I'd really like to have a go at one, and as they need high humidity, figure it'd be clever?

Yeah, facts, opinions, picture, experience, post up peoples :2thumb:


----------



## Morgan Freeman (Jan 14, 2009)

No idea, but I really want to set up a paludarium. I've heard killfish go well.


----------



## Rosstafarii (Jan 13, 2009)

Yeah, i think it'd just look really good :/

I might set up an empty tank and get the three levels all alive and running then introduce animals and see how it works.
Don't really know how o do it all though


----------



## Morgan Freeman (Jan 14, 2009)

Google image search paludarium there's some mad ones!


----------



## Rosstafarii (Jan 13, 2009)

they are mad.

I'm thinking of getting an exo terra and doing it, as i figure they'd be good for it.
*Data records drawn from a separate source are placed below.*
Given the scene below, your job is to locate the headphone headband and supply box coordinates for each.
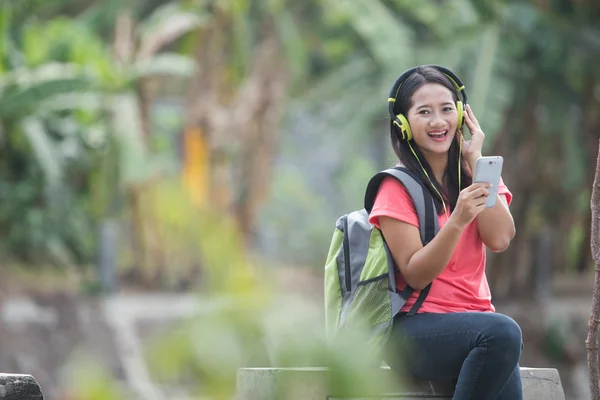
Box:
[388,64,467,118]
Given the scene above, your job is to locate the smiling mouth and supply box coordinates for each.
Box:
[427,130,448,140]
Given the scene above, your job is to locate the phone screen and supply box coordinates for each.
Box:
[473,156,504,208]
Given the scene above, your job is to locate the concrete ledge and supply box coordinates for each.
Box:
[0,374,44,400]
[236,367,565,400]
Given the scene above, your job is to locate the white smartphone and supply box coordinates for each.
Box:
[473,156,504,208]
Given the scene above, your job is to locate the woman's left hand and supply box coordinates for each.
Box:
[462,104,485,166]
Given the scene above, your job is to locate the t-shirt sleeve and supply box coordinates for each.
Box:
[498,178,512,206]
[369,177,419,229]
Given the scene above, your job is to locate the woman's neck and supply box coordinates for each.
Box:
[425,154,448,186]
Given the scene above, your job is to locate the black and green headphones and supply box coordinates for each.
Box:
[388,64,467,214]
[388,64,467,140]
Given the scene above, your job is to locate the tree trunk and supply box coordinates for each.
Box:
[234,37,287,243]
[576,73,600,273]
[585,141,600,400]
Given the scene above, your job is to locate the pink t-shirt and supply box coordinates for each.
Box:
[369,177,512,313]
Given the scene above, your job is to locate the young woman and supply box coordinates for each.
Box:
[370,66,523,400]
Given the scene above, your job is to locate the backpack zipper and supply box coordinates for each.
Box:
[344,214,352,292]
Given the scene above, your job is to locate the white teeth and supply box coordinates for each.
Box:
[429,131,446,137]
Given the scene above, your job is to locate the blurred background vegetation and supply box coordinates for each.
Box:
[0,0,600,398]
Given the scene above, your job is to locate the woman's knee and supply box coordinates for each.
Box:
[485,314,523,362]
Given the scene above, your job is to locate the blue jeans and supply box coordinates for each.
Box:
[385,312,523,400]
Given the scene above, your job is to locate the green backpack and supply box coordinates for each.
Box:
[325,167,439,351]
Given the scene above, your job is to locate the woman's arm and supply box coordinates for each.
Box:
[463,105,515,252]
[477,194,516,253]
[379,183,489,290]
[379,216,464,290]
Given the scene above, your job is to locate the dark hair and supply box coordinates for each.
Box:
[390,67,472,214]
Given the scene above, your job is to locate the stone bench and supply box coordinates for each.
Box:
[0,374,44,400]
[236,367,565,400]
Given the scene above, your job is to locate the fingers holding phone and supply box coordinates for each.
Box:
[450,182,492,229]
[473,156,504,208]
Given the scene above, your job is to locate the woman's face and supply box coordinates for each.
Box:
[407,83,458,155]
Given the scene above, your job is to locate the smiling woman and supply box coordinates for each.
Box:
[369,66,523,400]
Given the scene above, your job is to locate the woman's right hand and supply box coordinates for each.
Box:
[450,182,492,229]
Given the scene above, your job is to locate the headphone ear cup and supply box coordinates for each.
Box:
[394,114,412,141]
[456,101,465,129]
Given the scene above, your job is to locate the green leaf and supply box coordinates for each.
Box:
[132,53,196,79]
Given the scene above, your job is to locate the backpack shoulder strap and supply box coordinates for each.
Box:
[365,167,439,246]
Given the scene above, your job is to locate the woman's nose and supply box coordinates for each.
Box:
[429,113,444,127]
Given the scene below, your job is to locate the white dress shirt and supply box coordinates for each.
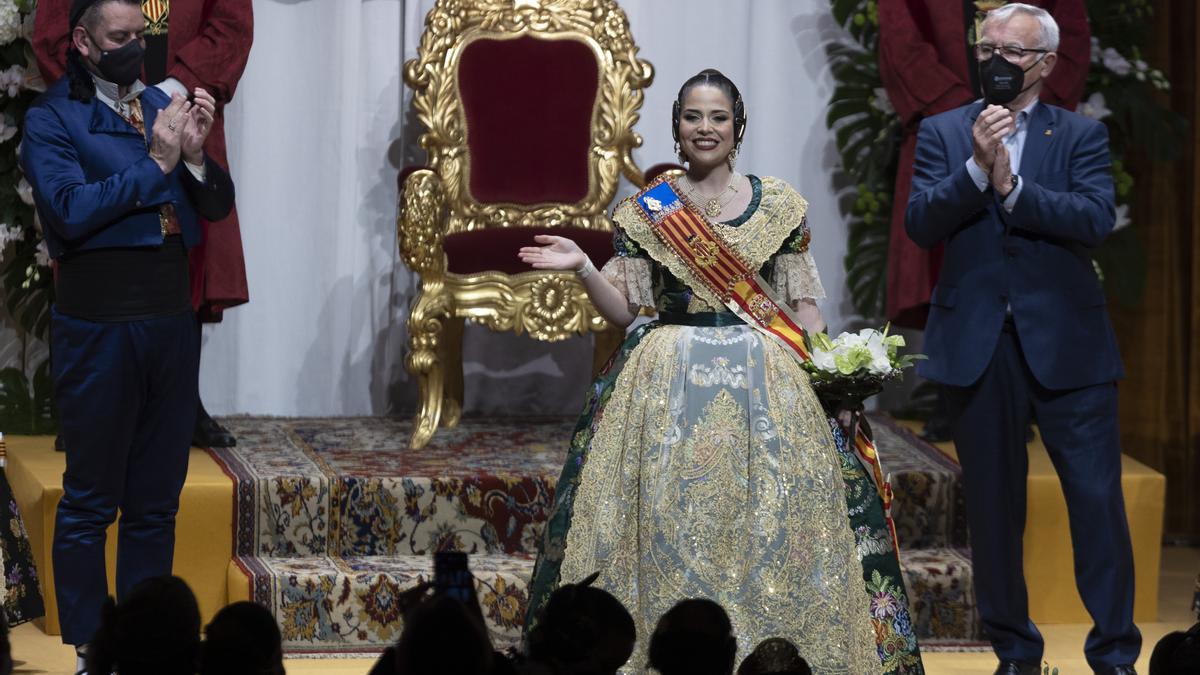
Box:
[91,74,205,183]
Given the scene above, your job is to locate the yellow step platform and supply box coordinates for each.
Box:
[5,415,1166,634]
[5,436,233,635]
[902,422,1166,623]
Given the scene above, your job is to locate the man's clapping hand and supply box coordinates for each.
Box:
[180,86,217,165]
[150,94,192,173]
[971,106,1016,174]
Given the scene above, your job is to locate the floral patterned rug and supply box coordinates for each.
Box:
[211,417,980,656]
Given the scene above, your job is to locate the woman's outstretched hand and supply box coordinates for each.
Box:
[517,234,588,271]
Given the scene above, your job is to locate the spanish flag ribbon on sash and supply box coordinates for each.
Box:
[634,179,899,555]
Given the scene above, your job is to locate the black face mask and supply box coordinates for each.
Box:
[979,54,1042,106]
[88,34,145,86]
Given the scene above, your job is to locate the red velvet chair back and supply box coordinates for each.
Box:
[458,35,600,205]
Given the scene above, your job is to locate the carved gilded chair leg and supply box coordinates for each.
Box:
[440,317,464,428]
[592,328,625,377]
[406,282,449,448]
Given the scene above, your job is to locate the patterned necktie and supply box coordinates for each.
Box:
[121,98,180,237]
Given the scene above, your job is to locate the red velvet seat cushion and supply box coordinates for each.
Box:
[443,227,612,274]
[458,36,600,204]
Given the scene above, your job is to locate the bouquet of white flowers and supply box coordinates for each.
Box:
[805,325,925,410]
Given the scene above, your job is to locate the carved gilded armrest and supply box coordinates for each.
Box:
[396,168,446,280]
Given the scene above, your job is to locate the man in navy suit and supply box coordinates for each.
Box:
[22,0,233,670]
[906,4,1141,675]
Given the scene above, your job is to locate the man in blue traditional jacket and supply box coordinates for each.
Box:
[22,0,233,670]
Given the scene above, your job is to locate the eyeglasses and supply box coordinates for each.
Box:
[976,42,1050,61]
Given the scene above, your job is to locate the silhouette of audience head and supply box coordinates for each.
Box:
[738,638,812,675]
[200,602,284,675]
[650,598,738,675]
[529,566,637,675]
[1150,623,1200,675]
[88,577,200,675]
[396,595,493,675]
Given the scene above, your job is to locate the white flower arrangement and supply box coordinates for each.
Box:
[0,222,25,261]
[805,325,925,407]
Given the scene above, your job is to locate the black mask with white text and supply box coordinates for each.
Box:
[88,35,145,86]
[979,54,1042,106]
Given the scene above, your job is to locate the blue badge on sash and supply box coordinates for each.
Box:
[635,180,683,223]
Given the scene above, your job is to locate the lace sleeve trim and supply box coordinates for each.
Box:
[600,256,654,307]
[773,251,826,304]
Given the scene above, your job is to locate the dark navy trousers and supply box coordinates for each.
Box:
[52,305,199,645]
[947,323,1141,673]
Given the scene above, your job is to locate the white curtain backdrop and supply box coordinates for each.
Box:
[200,0,851,416]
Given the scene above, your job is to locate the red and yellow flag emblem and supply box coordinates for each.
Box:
[142,0,170,35]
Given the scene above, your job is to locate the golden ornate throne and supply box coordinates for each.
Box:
[397,0,654,448]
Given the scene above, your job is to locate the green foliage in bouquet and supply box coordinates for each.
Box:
[0,0,55,434]
[826,0,1184,321]
[0,359,59,435]
[804,325,925,407]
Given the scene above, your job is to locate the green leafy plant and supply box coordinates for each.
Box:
[0,0,56,434]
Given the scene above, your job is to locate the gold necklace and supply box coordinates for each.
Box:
[684,172,738,217]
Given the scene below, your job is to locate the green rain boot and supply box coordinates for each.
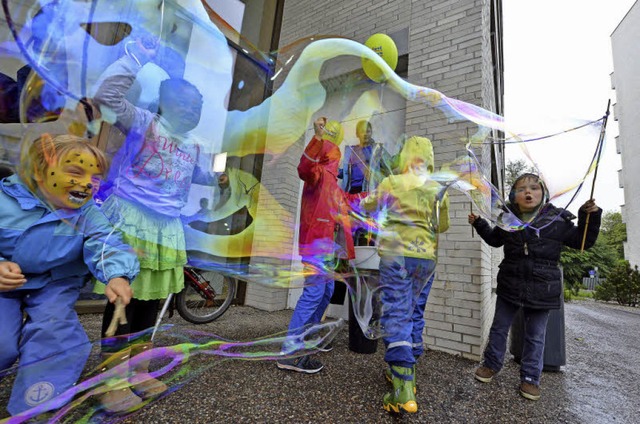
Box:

Then just put a crestie in and see how that does, then some frogs and fish and such


----------



## Morgan Freeman (Jan 14, 2009)

Would advise against frogs!


----------



## Rosstafarii (Jan 13, 2009)

I hear they eat everything.
And get eaten.
So you're probably right


----------



## arthur cooke (Jan 22, 2008)

It's not much different to a naturalistic viv, my viv's have a large pond and waterfall.
I don't think that you should exclude all frogs, it would depend on what else was in the water part.
cheers arthur


----------



## Rosstafarii (Jan 13, 2009)

How did you make the pond and waterfall?
When i tried the water just want black. lol.


----------



## axorozzas (Aug 16, 2008)

Hi, I'm planning on making a paludarium for day geckos too. Seems a bit more complex than yours but you might find some of the information helpful http://www.reptileforums.co.uk/habitat/289480-gerbilarium-paludarium.html

Not much going on at the moment but I'll be keeping it posted.

Good luck with yours! maybe we can compare results: victory:


----------